O poeta francês Charles Baudelaire (1821-1867), deixa claro que, a exemplo dos poemas Les petites vielles e A une passante, o flâneur dedicava seu tempo a vagar

pelas ruas observando a atividade da burguesia pelo capital, no momento que a Europa vivia o período da industrialização nos séculos XVIII e XIX. Neste cenário, este homem vagante não devia explicações ao tempo e tinha a rua como fonte de inspiração em sua análise tranquila da cidade que ao mesmo tempo ele adorava e temia.
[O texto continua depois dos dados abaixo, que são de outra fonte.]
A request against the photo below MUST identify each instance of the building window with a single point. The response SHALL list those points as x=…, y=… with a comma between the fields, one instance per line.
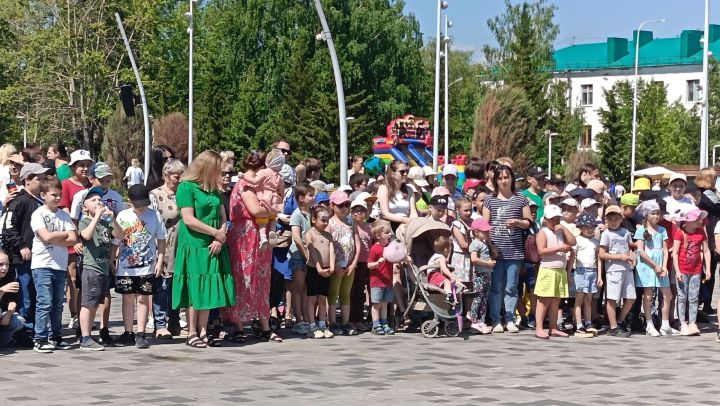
x=693, y=90
x=586, y=140
x=586, y=95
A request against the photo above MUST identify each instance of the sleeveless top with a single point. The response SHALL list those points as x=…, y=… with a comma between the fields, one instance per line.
x=557, y=260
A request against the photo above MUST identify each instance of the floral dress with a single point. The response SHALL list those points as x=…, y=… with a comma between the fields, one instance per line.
x=250, y=264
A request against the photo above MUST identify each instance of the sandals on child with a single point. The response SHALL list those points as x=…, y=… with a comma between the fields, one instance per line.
x=195, y=342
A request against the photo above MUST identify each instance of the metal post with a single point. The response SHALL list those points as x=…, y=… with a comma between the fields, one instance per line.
x=141, y=89
x=436, y=114
x=705, y=89
x=635, y=101
x=327, y=36
x=190, y=84
x=446, y=107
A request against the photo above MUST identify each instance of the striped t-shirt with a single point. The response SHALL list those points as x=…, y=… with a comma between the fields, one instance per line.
x=509, y=241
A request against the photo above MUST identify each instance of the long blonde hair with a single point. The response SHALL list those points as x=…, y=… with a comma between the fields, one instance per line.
x=205, y=170
x=5, y=151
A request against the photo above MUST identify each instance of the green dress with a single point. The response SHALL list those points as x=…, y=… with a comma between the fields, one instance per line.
x=201, y=280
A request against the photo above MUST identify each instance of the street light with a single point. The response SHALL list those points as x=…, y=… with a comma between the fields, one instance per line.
x=705, y=90
x=442, y=5
x=190, y=30
x=550, y=135
x=327, y=36
x=21, y=116
x=637, y=55
x=446, y=41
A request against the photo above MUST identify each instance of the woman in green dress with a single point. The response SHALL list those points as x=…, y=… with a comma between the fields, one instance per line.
x=202, y=280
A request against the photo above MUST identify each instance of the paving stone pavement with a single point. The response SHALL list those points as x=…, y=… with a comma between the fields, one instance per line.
x=504, y=369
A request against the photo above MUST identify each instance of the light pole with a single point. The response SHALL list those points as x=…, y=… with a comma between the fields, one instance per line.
x=327, y=36
x=21, y=116
x=550, y=135
x=189, y=16
x=141, y=89
x=705, y=90
x=436, y=116
x=637, y=55
x=446, y=41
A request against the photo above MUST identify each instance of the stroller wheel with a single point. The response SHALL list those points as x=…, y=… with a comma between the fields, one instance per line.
x=430, y=328
x=255, y=329
x=274, y=323
x=451, y=328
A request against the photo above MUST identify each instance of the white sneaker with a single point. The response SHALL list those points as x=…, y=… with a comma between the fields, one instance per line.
x=651, y=331
x=668, y=331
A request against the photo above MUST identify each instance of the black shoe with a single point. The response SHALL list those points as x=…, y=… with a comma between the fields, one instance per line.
x=141, y=342
x=618, y=332
x=126, y=339
x=105, y=338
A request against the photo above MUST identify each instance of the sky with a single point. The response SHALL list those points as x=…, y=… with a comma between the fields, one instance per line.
x=581, y=21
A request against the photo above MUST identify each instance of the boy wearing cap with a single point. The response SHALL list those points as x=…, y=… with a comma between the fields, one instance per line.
x=140, y=261
x=17, y=237
x=80, y=163
x=98, y=230
x=535, y=191
x=54, y=231
x=619, y=263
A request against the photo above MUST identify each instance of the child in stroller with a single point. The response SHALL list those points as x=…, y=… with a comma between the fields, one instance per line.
x=441, y=275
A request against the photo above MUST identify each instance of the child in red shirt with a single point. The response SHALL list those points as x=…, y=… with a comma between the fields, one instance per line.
x=690, y=252
x=381, y=292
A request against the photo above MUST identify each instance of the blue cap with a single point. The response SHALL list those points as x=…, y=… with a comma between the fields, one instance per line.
x=321, y=197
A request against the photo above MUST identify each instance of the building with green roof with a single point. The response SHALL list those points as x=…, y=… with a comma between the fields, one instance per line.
x=594, y=67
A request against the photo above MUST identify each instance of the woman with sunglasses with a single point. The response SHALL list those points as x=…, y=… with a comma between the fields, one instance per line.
x=396, y=200
x=508, y=212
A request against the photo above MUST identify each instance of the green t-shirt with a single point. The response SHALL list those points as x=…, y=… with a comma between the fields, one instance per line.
x=63, y=172
x=538, y=200
x=96, y=255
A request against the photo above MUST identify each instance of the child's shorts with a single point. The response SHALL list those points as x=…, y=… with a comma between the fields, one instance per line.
x=316, y=284
x=94, y=287
x=620, y=285
x=141, y=285
x=381, y=295
x=551, y=282
x=585, y=280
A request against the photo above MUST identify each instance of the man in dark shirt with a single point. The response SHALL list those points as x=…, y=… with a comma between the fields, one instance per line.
x=10, y=323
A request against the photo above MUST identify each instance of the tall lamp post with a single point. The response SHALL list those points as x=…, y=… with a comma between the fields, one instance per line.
x=637, y=58
x=705, y=90
x=189, y=16
x=550, y=135
x=327, y=36
x=442, y=5
x=446, y=41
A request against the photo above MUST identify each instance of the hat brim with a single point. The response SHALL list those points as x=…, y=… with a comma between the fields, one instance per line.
x=141, y=202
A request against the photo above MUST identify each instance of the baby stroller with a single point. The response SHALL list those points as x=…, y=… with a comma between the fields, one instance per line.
x=423, y=296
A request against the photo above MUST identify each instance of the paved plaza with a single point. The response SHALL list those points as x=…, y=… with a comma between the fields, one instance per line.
x=406, y=368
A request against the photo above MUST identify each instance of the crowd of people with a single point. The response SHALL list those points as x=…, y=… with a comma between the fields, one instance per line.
x=272, y=247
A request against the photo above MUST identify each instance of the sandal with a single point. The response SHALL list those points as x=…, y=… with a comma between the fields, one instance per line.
x=195, y=342
x=236, y=337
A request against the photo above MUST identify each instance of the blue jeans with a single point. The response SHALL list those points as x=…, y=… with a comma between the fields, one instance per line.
x=505, y=276
x=6, y=332
x=162, y=304
x=26, y=294
x=50, y=288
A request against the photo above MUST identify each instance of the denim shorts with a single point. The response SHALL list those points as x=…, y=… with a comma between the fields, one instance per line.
x=381, y=295
x=585, y=280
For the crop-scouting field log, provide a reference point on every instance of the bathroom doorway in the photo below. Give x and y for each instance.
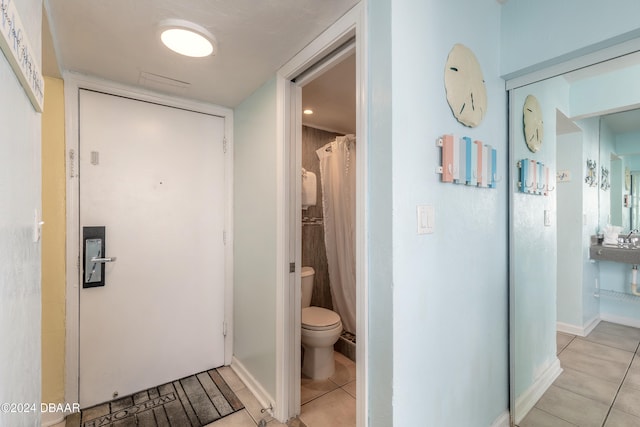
(329, 156)
(338, 43)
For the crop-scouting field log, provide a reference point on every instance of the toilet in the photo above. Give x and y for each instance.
(321, 328)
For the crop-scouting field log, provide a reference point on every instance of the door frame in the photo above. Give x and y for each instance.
(73, 83)
(289, 137)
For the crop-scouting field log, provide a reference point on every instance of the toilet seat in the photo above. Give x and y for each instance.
(319, 319)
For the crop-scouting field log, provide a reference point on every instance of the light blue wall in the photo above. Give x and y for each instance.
(450, 291)
(569, 199)
(20, 195)
(254, 219)
(537, 34)
(534, 252)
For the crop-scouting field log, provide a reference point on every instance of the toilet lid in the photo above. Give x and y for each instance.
(318, 318)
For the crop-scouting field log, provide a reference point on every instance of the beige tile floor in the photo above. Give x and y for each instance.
(600, 382)
(331, 402)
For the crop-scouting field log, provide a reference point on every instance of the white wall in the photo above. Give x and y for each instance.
(569, 199)
(255, 235)
(20, 190)
(450, 354)
(380, 216)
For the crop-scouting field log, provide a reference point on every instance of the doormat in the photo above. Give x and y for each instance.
(195, 401)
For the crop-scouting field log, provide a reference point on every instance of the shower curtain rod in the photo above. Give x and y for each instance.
(325, 64)
(329, 145)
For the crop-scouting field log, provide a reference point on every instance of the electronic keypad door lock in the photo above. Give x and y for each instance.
(94, 246)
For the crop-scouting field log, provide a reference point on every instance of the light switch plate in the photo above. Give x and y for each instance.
(426, 216)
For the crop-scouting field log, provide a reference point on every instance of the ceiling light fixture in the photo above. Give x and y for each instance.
(187, 38)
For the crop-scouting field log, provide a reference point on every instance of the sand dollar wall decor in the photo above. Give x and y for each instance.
(464, 83)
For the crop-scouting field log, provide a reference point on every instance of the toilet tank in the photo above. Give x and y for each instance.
(307, 276)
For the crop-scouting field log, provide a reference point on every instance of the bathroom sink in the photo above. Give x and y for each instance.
(629, 254)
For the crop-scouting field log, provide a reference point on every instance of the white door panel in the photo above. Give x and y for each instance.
(158, 188)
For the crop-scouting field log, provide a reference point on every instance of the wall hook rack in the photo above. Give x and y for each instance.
(534, 178)
(467, 162)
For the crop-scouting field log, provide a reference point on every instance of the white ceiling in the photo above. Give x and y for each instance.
(332, 97)
(118, 40)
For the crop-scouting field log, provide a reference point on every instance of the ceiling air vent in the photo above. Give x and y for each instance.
(159, 82)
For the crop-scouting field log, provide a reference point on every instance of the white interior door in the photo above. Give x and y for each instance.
(154, 177)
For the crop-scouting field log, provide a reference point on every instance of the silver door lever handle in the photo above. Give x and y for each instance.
(110, 259)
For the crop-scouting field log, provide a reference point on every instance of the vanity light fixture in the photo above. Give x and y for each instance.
(187, 38)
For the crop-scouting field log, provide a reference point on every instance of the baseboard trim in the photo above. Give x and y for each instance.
(502, 421)
(52, 418)
(626, 321)
(581, 331)
(264, 398)
(527, 400)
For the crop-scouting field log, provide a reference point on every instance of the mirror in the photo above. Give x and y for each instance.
(572, 317)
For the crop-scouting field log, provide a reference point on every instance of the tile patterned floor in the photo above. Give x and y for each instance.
(600, 383)
(331, 402)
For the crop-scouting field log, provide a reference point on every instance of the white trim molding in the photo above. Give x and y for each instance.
(620, 320)
(527, 400)
(502, 421)
(72, 84)
(254, 386)
(581, 331)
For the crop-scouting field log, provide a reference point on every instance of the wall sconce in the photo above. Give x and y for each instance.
(604, 179)
(592, 177)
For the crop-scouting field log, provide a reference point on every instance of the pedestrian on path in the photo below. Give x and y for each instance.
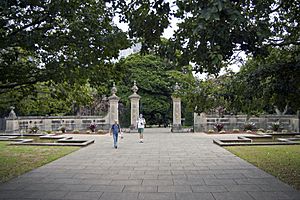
(115, 129)
(141, 125)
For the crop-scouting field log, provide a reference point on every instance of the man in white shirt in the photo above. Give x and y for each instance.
(141, 125)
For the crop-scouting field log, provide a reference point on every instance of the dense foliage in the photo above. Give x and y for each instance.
(155, 79)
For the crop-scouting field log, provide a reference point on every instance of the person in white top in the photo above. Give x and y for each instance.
(141, 125)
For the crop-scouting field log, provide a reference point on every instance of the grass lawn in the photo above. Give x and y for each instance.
(280, 161)
(16, 160)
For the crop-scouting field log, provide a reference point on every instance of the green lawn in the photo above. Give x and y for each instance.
(280, 161)
(16, 160)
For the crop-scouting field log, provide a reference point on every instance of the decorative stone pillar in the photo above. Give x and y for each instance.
(135, 106)
(12, 124)
(176, 127)
(113, 106)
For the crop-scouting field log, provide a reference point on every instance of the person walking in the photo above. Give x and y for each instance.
(141, 125)
(115, 129)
Hoje alguns fotógrafos possuem este perfil, a exemplo de Gabriel Bechara (autor de um catálogo apoiado pelo FIC e analisado nesta pesquisa) em seus trabalhos, mostra a urbanidade de várias cidades brasileiras, transmite essa mensagem de flâneur, pois mostra lugares que vemos em nosso cotidiano, mas não os guardamos na memória, como pode ser visto na Foto 43, onde seus elementos (barco, corda e escada) mostram serem de utilidade para alguém. Apesar da imagem em si dos objetos dispostos desta forma, estes jamais seriam lembrados, caso não estivessem sido fotografados e publicados em um catálogo. Aqui o papel do fotógrafo é essencial em determinar aquilo que deve ser mostrado ao público.